Excavations in 1990 in the Eastern Bathhouse at Scythopolis, introduced in yesterday’s post, revealed a statue of Dionysos. It was found in the same layer as the mutilated and discarded statue of Venus. Here it is again the genitalia that have been attacked, whereas the damage to the head is more characteristic of that of a fall (contra Foerster 2000). Selective destruction of nose and mouth is usually characteristic of Christian mutilation, but here it is also the chin and part of a cheek that has been battered, and as such it appears to be non-selective.
The Scythopolis Bacchus. From Tsafrir & Foerster 1997, fig. 40.
The popularity of Dionysos is well attested in late antiquity by the commonality of representations of him in sculpture, Egyptian textiles and the epic poem Dionysiaka. But again we only need to consider Theodoret’s caricature of Dionysos as “that limb-loosener and effeminate creature” to get a glimpse of why early Christians would commit such acts.
Yoram Tsafrir & Gideon Foerster. 1997. “Urbanism at Scythopolis-Bet Shean in the Fourth to Seventh Centuries”, DOP 51: 85-147.
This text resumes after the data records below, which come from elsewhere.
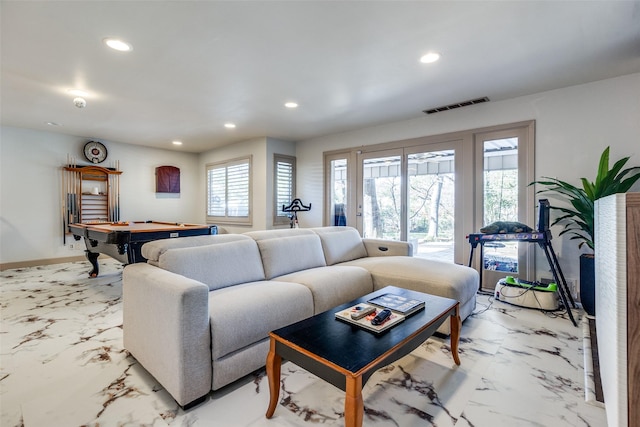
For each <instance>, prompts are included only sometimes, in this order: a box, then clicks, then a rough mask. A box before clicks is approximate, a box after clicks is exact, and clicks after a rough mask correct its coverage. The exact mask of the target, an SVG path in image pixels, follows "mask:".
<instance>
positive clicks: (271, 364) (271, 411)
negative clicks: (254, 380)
mask: <svg viewBox="0 0 640 427" xmlns="http://www.w3.org/2000/svg"><path fill="white" fill-rule="evenodd" d="M281 365H282V357H280V355H279V354H277V353H276V341H275V340H274V339H273V338H271V346H270V348H269V354H267V379H268V380H269V408H268V409H267V414H266V416H267V418H271V416H273V413H274V412H275V411H276V406H277V405H278V397H280V367H281Z"/></svg>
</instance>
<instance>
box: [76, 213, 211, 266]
mask: <svg viewBox="0 0 640 427" xmlns="http://www.w3.org/2000/svg"><path fill="white" fill-rule="evenodd" d="M69 231H70V232H71V233H72V234H73V237H74V239H76V240H80V239H82V238H84V242H85V244H86V247H87V250H86V251H85V254H86V256H87V259H88V260H89V262H90V263H91V265H92V266H93V269H92V270H91V271H90V272H89V277H97V276H98V272H99V269H98V256H99V255H100V254H101V253H102V254H105V255H109V256H110V257H112V258H115V259H117V260H118V261H120V262H122V263H123V264H134V263H136V262H145V261H146V258H144V257H143V256H142V254H141V253H140V249H141V248H142V245H143V244H145V243H147V242H150V241H152V240H159V239H169V238H174V237H187V236H200V235H204V234H218V228H217V227H216V226H215V225H200V224H182V223H175V222H157V221H131V222H107V223H97V224H69Z"/></svg>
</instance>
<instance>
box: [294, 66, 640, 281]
mask: <svg viewBox="0 0 640 427" xmlns="http://www.w3.org/2000/svg"><path fill="white" fill-rule="evenodd" d="M532 119H534V120H536V156H535V158H536V171H535V176H536V178H539V177H541V176H553V177H558V178H560V179H563V180H565V181H569V182H572V183H574V184H576V185H577V184H579V178H581V177H588V178H590V179H593V178H594V177H595V174H596V171H597V167H598V164H597V163H598V159H599V157H600V154H601V153H602V151H603V150H604V148H605V147H606V146H607V145H610V146H611V159H613V160H618V159H620V158H621V157H625V156H631V160H630V162H629V164H628V165H627V166H637V165H640V74H632V75H628V76H623V77H619V78H615V79H608V80H603V81H599V82H595V83H591V84H586V85H579V86H572V87H568V88H564V89H559V90H554V91H549V92H543V93H539V94H535V95H531V96H524V97H520V98H515V99H511V100H506V101H500V102H489V103H486V104H479V105H476V106H472V107H466V108H462V109H459V110H452V111H447V112H442V113H437V114H434V115H431V116H423V117H420V118H416V119H413V120H406V121H402V122H395V123H389V124H386V125H382V126H376V127H370V128H366V129H362V130H358V131H354V132H347V133H342V134H338V135H331V136H327V137H322V138H315V139H312V140H307V141H303V142H299V143H298V144H297V148H296V156H297V162H298V163H297V164H298V195H299V197H301V198H303V200H304V201H305V203H307V202H312V203H313V205H314V209H312V211H311V212H307V213H306V214H305V215H304V216H301V219H300V223H301V226H303V227H313V226H320V225H322V212H323V208H322V202H323V165H322V162H323V157H322V153H323V152H325V151H330V150H337V149H341V148H352V147H358V146H363V145H371V144H378V143H383V142H390V141H398V140H403V139H409V138H416V137H421V136H430V135H439V134H444V133H448V132H453V131H460V130H467V129H474V128H480V127H486V126H492V125H498V124H505V123H512V122H518V121H522V120H532ZM611 163H612V164H613V162H611ZM552 203H553V201H552ZM316 207H317V209H316ZM561 230H562V228H558V229H557V230H556V229H554V230H553V234H554V236H555V238H554V241H553V244H554V247H555V249H556V250H557V252H559V253H560V257H561V259H560V263H561V266H562V268H563V271H564V273H565V275H566V276H567V277H572V278H577V277H578V276H579V274H578V271H579V264H578V256H579V253H580V251H579V250H578V248H577V244H576V243H575V242H574V241H569V240H568V239H558V238H557V236H558V233H559V232H560V231H561ZM473 231H474V230H466V231H465V233H471V232H473ZM543 259H544V258H542V257H541V256H540V255H539V256H538V260H539V261H541V260H543ZM545 266H546V263H545V262H538V263H537V269H538V275H539V276H544V277H549V274H548V273H547V272H546V267H545Z"/></svg>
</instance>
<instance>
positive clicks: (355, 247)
mask: <svg viewBox="0 0 640 427" xmlns="http://www.w3.org/2000/svg"><path fill="white" fill-rule="evenodd" d="M311 230H312V231H314V232H315V233H316V234H318V236H320V241H321V242H322V250H323V251H324V258H325V259H326V261H327V265H334V264H338V263H340V262H346V261H351V260H354V259H358V258H364V257H366V256H367V249H366V248H365V247H364V243H362V238H361V237H360V233H358V230H356V229H355V228H353V227H318V228H312V229H311Z"/></svg>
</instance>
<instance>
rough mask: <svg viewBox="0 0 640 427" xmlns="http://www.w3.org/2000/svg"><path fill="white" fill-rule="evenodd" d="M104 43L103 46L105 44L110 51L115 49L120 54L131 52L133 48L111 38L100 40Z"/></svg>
mask: <svg viewBox="0 0 640 427" xmlns="http://www.w3.org/2000/svg"><path fill="white" fill-rule="evenodd" d="M102 41H103V42H104V44H106V45H107V46H109V47H110V48H111V49H115V50H118V51H120V52H129V51H131V50H133V47H132V46H131V45H130V44H129V43H127V42H125V41H122V40H118V39H112V38H106V39H104V40H102Z"/></svg>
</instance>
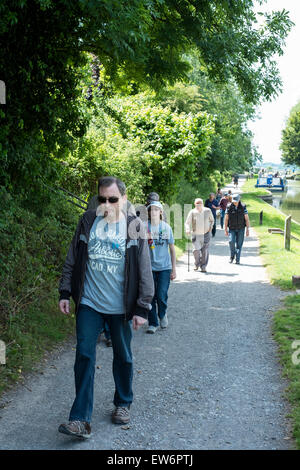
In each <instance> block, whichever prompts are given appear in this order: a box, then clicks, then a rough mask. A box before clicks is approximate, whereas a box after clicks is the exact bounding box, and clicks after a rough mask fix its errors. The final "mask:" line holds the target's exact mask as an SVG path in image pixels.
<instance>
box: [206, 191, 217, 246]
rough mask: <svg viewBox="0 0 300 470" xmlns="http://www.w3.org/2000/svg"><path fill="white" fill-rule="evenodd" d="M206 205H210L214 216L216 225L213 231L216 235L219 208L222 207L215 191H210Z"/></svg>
mask: <svg viewBox="0 0 300 470" xmlns="http://www.w3.org/2000/svg"><path fill="white" fill-rule="evenodd" d="M204 206H205V207H208V208H209V209H210V210H211V212H212V215H213V216H214V225H213V228H212V231H211V234H212V236H213V237H214V236H215V235H216V225H217V212H216V211H217V209H220V206H219V203H218V201H217V199H216V198H215V193H210V195H209V198H208V199H206V201H205V203H204Z"/></svg>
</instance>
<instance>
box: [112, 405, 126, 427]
mask: <svg viewBox="0 0 300 470" xmlns="http://www.w3.org/2000/svg"><path fill="white" fill-rule="evenodd" d="M129 421H130V413H129V408H127V407H124V406H116V408H115V410H114V412H113V414H112V422H113V423H114V424H127V423H129Z"/></svg>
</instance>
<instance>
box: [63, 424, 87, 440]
mask: <svg viewBox="0 0 300 470" xmlns="http://www.w3.org/2000/svg"><path fill="white" fill-rule="evenodd" d="M58 432H62V433H63V434H67V435H68V436H74V437H79V438H80V439H88V438H89V437H91V433H92V429H91V426H90V424H89V423H87V422H86V421H69V423H68V424H61V425H60V426H59V428H58Z"/></svg>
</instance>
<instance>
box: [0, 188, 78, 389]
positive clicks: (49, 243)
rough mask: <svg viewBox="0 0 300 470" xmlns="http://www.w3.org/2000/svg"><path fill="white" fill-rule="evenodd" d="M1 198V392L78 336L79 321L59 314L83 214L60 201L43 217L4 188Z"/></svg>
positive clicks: (64, 201) (55, 200)
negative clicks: (2, 358) (79, 212)
mask: <svg viewBox="0 0 300 470" xmlns="http://www.w3.org/2000/svg"><path fill="white" fill-rule="evenodd" d="M0 198H1V202H2V206H3V210H2V211H1V213H0V237H1V251H0V286H1V287H0V297H1V303H0V339H1V340H2V341H4V342H5V343H6V349H7V351H6V365H1V366H0V373H1V375H0V391H1V390H3V389H5V388H6V387H7V386H8V385H9V384H10V383H11V382H12V380H17V379H19V378H21V377H22V373H23V372H24V371H26V370H30V369H31V367H32V365H33V364H34V362H35V361H36V359H39V358H40V357H41V356H42V355H43V354H44V352H45V350H46V349H47V348H48V347H50V346H51V345H53V343H55V342H57V341H61V340H63V339H64V338H65V337H66V336H67V335H69V334H70V332H71V331H73V322H74V320H73V318H72V317H66V316H64V315H62V314H61V313H60V312H59V311H58V305H57V302H58V293H57V287H58V279H59V276H60V273H61V268H62V265H63V263H64V260H65V255H66V250H67V248H68V245H69V243H70V237H71V236H72V232H73V230H74V229H75V226H76V223H77V221H78V215H79V213H78V211H77V210H76V209H75V208H73V207H70V204H69V203H68V202H66V201H65V199H63V198H60V197H59V196H55V195H50V196H49V201H48V205H47V207H45V208H44V210H43V212H41V213H40V214H39V213H34V212H32V211H30V210H29V209H26V208H24V207H22V204H21V202H22V201H20V200H18V199H16V198H13V197H12V196H11V194H9V193H8V192H7V191H6V190H5V189H4V188H3V187H0Z"/></svg>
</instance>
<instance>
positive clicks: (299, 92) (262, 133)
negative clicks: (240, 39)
mask: <svg viewBox="0 0 300 470" xmlns="http://www.w3.org/2000/svg"><path fill="white" fill-rule="evenodd" d="M283 8H284V9H286V10H288V11H289V12H290V19H291V20H292V21H293V22H294V23H295V26H294V27H293V28H292V30H291V32H290V34H289V36H288V38H287V40H286V47H285V53H284V55H283V56H281V57H279V58H278V64H279V70H280V75H281V78H282V82H283V91H282V93H281V94H280V95H279V96H278V97H277V98H275V99H274V100H273V101H272V102H267V103H264V104H262V106H260V108H259V109H258V111H259V115H260V116H261V119H257V120H256V121H255V122H253V123H249V128H250V129H251V130H252V131H253V133H254V144H255V145H257V147H258V151H259V152H260V153H261V154H262V156H263V160H264V161H265V162H273V163H280V160H281V152H280V150H279V145H280V141H281V131H282V129H283V128H284V127H285V121H286V119H287V118H288V117H289V113H290V110H291V108H292V107H293V106H294V105H295V104H296V103H297V102H298V101H299V100H300V61H299V53H300V1H298V0H268V3H267V4H266V5H264V6H263V7H261V6H260V7H258V10H260V11H272V10H282V9H283Z"/></svg>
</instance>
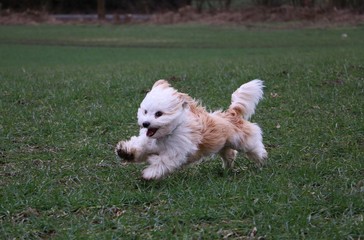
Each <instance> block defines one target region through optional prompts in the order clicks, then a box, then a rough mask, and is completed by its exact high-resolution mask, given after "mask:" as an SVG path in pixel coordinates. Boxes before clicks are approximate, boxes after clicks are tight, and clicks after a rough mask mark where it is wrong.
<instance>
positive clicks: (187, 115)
mask: <svg viewBox="0 0 364 240" xmlns="http://www.w3.org/2000/svg"><path fill="white" fill-rule="evenodd" d="M263 87H264V86H263V81H261V80H253V81H250V82H248V83H246V84H243V85H242V86H241V87H240V88H238V89H237V90H236V91H235V92H234V93H233V94H232V102H231V105H230V107H229V108H228V109H227V110H226V111H216V112H212V113H209V112H207V111H206V110H205V108H204V107H202V106H201V105H199V104H198V102H196V101H195V100H194V99H192V98H191V97H189V96H188V95H187V94H184V93H180V92H178V91H177V90H175V89H174V88H172V87H171V86H170V85H169V83H168V82H167V81H165V80H159V81H157V82H156V83H155V84H154V85H153V88H152V90H151V91H150V92H149V93H148V94H147V95H146V97H145V98H144V100H143V101H142V103H141V104H140V107H139V109H138V124H139V126H140V127H141V129H140V132H139V136H134V137H132V138H131V139H130V140H128V141H121V142H119V143H118V144H117V146H116V149H115V152H116V154H117V155H118V156H119V157H120V158H122V159H124V160H125V161H128V162H148V163H149V166H148V167H147V168H146V169H144V170H143V173H142V176H143V178H144V179H159V178H162V177H164V176H166V175H167V174H169V173H171V172H173V171H175V170H177V169H179V168H180V167H181V166H183V165H186V164H189V163H193V162H196V161H198V160H200V159H201V158H203V157H206V156H209V155H212V154H219V155H220V156H221V157H222V159H223V164H224V167H226V168H231V167H232V166H233V163H234V160H235V158H236V155H237V152H245V153H246V154H247V156H248V157H249V158H250V159H253V160H254V161H255V162H256V163H257V164H258V165H262V164H264V162H265V159H266V158H267V152H266V150H265V148H264V145H263V143H262V131H261V129H260V127H259V126H258V125H257V124H255V123H251V122H249V121H248V119H249V118H250V116H251V115H252V114H254V112H255V107H256V105H257V104H258V102H259V100H260V99H261V98H262V96H263Z"/></svg>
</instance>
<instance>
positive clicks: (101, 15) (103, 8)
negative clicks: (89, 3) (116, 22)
mask: <svg viewBox="0 0 364 240" xmlns="http://www.w3.org/2000/svg"><path fill="white" fill-rule="evenodd" d="M97 17H98V18H99V20H104V19H105V0H97Z"/></svg>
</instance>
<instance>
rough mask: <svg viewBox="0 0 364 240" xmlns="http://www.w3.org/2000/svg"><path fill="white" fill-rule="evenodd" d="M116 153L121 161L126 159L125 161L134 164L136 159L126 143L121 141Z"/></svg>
mask: <svg viewBox="0 0 364 240" xmlns="http://www.w3.org/2000/svg"><path fill="white" fill-rule="evenodd" d="M115 153H116V155H118V156H119V157H120V158H121V159H124V160H125V161H128V162H132V161H133V160H134V158H135V156H134V153H133V152H132V151H130V150H128V148H127V146H126V142H124V141H121V142H119V143H118V145H116V148H115Z"/></svg>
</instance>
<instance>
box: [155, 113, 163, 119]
mask: <svg viewBox="0 0 364 240" xmlns="http://www.w3.org/2000/svg"><path fill="white" fill-rule="evenodd" d="M162 115H163V113H162V112H161V111H158V112H156V113H155V117H156V118H159V117H160V116H162Z"/></svg>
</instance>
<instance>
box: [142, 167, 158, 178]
mask: <svg viewBox="0 0 364 240" xmlns="http://www.w3.org/2000/svg"><path fill="white" fill-rule="evenodd" d="M142 177H143V178H144V179H145V180H152V179H159V178H161V177H162V175H161V174H160V173H158V171H157V169H155V168H146V169H144V170H143V175H142Z"/></svg>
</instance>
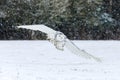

Gideon Foerster. 2000. “A Statue of Dionysos from Bet Shean (Nysa-Scythopolis)”, pp. 135-143, in: Agathos Daimon. Mythes et cultes – études d’iconographie en l’honneur de Lilly Kahil. BCH Supplément 38. Paris.
Yoram Tsafrir. 2003. “The Christianization of Bet Shean (Scythopolis) and its Social-Cultural Influence on the City”, pp. 275-284, in: G. Brands & H.-G. Severin (eds.) Die spätantike Stadt und ihre Christianisierung. Wiesbaden: Reichert Verlag.